Таким образом, ответ на вопрос, кто все эти люди, получен. С помощью недель моды более или менее проясняется и общая картина, и даже предполагаемый расклад сил. Относительно новых, но уже активно работающих дизайнеров можно, пусть условно, поделить на группы.

В первую, самую обширную войдут те, кто может стать основой той самой легкой промышленности, кто потенциально может и хочет выпускать готовую одежду, в меру трендовую и точно недорогую или максимум средней ценовой категории. Например, Ксения Князева, Вика Смоляницкая, Даша Гаузер, Александра Ванюшина, Лена Карнаухова.
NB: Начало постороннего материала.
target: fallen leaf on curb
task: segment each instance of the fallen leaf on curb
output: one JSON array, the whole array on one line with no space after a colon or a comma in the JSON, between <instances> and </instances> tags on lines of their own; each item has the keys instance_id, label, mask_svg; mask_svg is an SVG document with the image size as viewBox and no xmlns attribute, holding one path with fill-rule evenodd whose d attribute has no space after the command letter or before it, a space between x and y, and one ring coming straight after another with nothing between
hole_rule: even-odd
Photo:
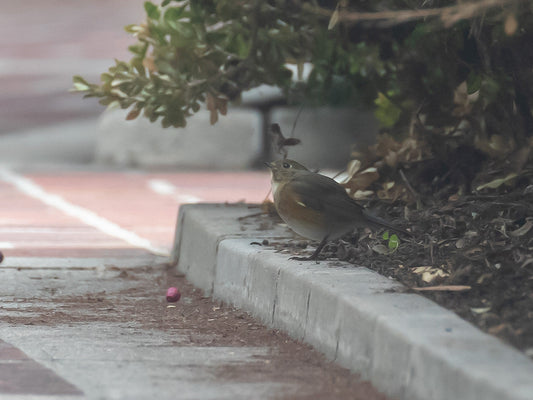
<instances>
[{"instance_id":1,"label":"fallen leaf on curb","mask_svg":"<svg viewBox=\"0 0 533 400\"><path fill-rule=\"evenodd\" d=\"M422 280L426 283L431 283L433 280L435 280L435 278L445 278L450 275L440 268L431 266L416 267L413 268L412 271L417 275L421 275Z\"/></svg>"},{"instance_id":2,"label":"fallen leaf on curb","mask_svg":"<svg viewBox=\"0 0 533 400\"><path fill-rule=\"evenodd\" d=\"M485 314L486 312L490 311L490 307L470 307L470 311L472 311L474 314Z\"/></svg>"},{"instance_id":3,"label":"fallen leaf on curb","mask_svg":"<svg viewBox=\"0 0 533 400\"><path fill-rule=\"evenodd\" d=\"M471 286L466 285L440 285L440 286L426 286L411 288L417 292L463 292L472 289Z\"/></svg>"}]
</instances>

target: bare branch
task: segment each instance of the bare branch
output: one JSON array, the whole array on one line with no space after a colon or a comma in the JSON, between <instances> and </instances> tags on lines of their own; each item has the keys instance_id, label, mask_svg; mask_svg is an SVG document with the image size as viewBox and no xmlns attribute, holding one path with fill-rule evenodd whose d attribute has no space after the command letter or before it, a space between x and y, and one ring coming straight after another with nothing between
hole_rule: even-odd
<instances>
[{"instance_id":1,"label":"bare branch","mask_svg":"<svg viewBox=\"0 0 533 400\"><path fill-rule=\"evenodd\" d=\"M397 10L397 11L378 11L378 12L357 12L346 11L342 7L332 11L320 7L309 8L309 11L330 17L337 13L335 18L339 22L354 24L365 21L376 21L385 25L399 25L406 22L425 19L440 18L445 27L463 19L474 18L495 7L503 7L514 3L521 3L527 0L480 0L461 2L454 6L441 8L427 8L418 10Z\"/></svg>"}]
</instances>

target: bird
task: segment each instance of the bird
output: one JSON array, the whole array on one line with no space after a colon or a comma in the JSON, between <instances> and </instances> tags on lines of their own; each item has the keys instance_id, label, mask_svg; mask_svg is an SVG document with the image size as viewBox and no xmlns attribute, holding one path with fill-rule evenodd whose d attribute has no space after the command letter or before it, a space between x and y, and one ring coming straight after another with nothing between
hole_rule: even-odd
<instances>
[{"instance_id":1,"label":"bird","mask_svg":"<svg viewBox=\"0 0 533 400\"><path fill-rule=\"evenodd\" d=\"M357 227L383 226L412 236L368 212L335 180L312 172L297 161L283 159L265 164L271 170L274 205L281 219L300 236L320 241L310 257L291 259L317 260L328 241Z\"/></svg>"}]
</instances>

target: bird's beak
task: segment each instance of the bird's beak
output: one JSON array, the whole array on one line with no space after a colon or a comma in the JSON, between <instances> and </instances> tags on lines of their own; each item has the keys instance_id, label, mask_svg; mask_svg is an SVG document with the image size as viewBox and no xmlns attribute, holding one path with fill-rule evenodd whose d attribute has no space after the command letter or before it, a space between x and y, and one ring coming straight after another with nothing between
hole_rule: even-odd
<instances>
[{"instance_id":1,"label":"bird's beak","mask_svg":"<svg viewBox=\"0 0 533 400\"><path fill-rule=\"evenodd\" d=\"M272 169L272 163L266 162L265 165L266 165L268 168Z\"/></svg>"}]
</instances>

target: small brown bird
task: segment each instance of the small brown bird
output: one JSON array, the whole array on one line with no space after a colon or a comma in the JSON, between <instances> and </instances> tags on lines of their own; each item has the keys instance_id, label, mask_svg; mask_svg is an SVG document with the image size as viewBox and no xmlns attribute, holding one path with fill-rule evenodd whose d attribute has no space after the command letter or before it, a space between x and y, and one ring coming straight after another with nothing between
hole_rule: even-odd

К другой, более концептуальной, но тем не менее вполне годной к производству, можно отнести, например, марку Dima Neu, выпускницу лондонского Сент-Мартинс Анастасию Гасси с ее брендом IVKA, J.Kim с ее точной пропорцией восточного и космополитичного, и большинство дизайнеров из Грузии — Диана Квариани, Гога Никабадзе, Aka Nanita, Эка Баланчивадзе, чьи коллекции сочетают в себе артистизм и рациональное зерно в практически идеальных пропорциях, ну и, скажем, любимицу модных редакторов Ясю Миночкину, с ее очень броской, но абсолютно носимой одеждой. Даже те, кого можно условно отнести к люксу, например, московская марка Mari Axel, узбекская Zulfiya Sulton или ориентированная на стремительно растущий мусульманский рынок, но при этом вполне светская Araida, наверняка готовы расширять бизнес, и если появится возможность выпускать одежду пусть небольшими, но все же партиями, а не штучно, и делать это без потери в качестве, они, безусловно, пойдут на это с радостью и тоже станут частью той самой модной индустрии, о которой так много разговоров. Этот список, разумеется, не включает тех, кто уже давно и успешно работает, в том числе и в сотрудничестве с нашими предприятиями легкой промышленности.

Список этот невелик, но возможность составить подобный список — уже сам по себе неплохой итог года. Еще недавно о таком и мечтать было невозможно. Но все остальные вопросы по-прежнему остаются без ответов.